Le cadre juridique se doit de protéger davantage les enfants 

Enfin, l’enquête a permis d’identifier des lacunes spécifiques au cadre juridique national qui ont, par conséquent, un impact sur la protection des enfants contre l'exploitation et les abus sexuels, en particulier pour les garçons. «Les enfants de plus de 15 ans ne sont pas protégés de la même manière que les enfants d’autres tranches d’âge contre la violence et les abus. Les enfants de plus de 15 ans sont exclus des dispositions législatives relatives à la protection des enfants contre la violence et les abus. De même, le cadre juridique marocain n'offre pas de protection aux garçons victimes de viol, l'article 486 du Code pénal définissant le viol comme “l'acte par lequel un homme a des relations sexuelles avec une femme contre sa volonté”. Une telle disposition exclut donc les garçons victimes de la protection de la loi», révèle l’étude.

Des lacunes dans les dispositions relatives aux infractions en ligne ont également été soulevées.
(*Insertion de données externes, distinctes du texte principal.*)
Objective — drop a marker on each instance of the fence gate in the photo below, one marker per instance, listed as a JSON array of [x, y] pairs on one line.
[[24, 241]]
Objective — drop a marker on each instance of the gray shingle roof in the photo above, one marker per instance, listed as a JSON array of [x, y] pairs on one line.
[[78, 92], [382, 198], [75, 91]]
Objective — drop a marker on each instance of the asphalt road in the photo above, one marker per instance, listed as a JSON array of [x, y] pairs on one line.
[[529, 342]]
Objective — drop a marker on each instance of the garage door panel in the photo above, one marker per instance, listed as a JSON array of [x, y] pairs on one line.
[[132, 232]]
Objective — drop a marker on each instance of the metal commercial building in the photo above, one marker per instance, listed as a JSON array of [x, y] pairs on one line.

Il s’agit essentiellement de l'absence de dispositions dans le Code pénal qui criminalisent explicitement les situations d’abus et d'exploitation sexuels en ligne des enfants comme la diffusion en ligne et en direct d'abus sexuels sur des enfants, le grooming – ou pédopiégeage – qui consiste à solliciter des enfants à des fins sexuelles à travers la manipulation psychologique, ou encore le chantage sur des enfants à des fins sexuelles.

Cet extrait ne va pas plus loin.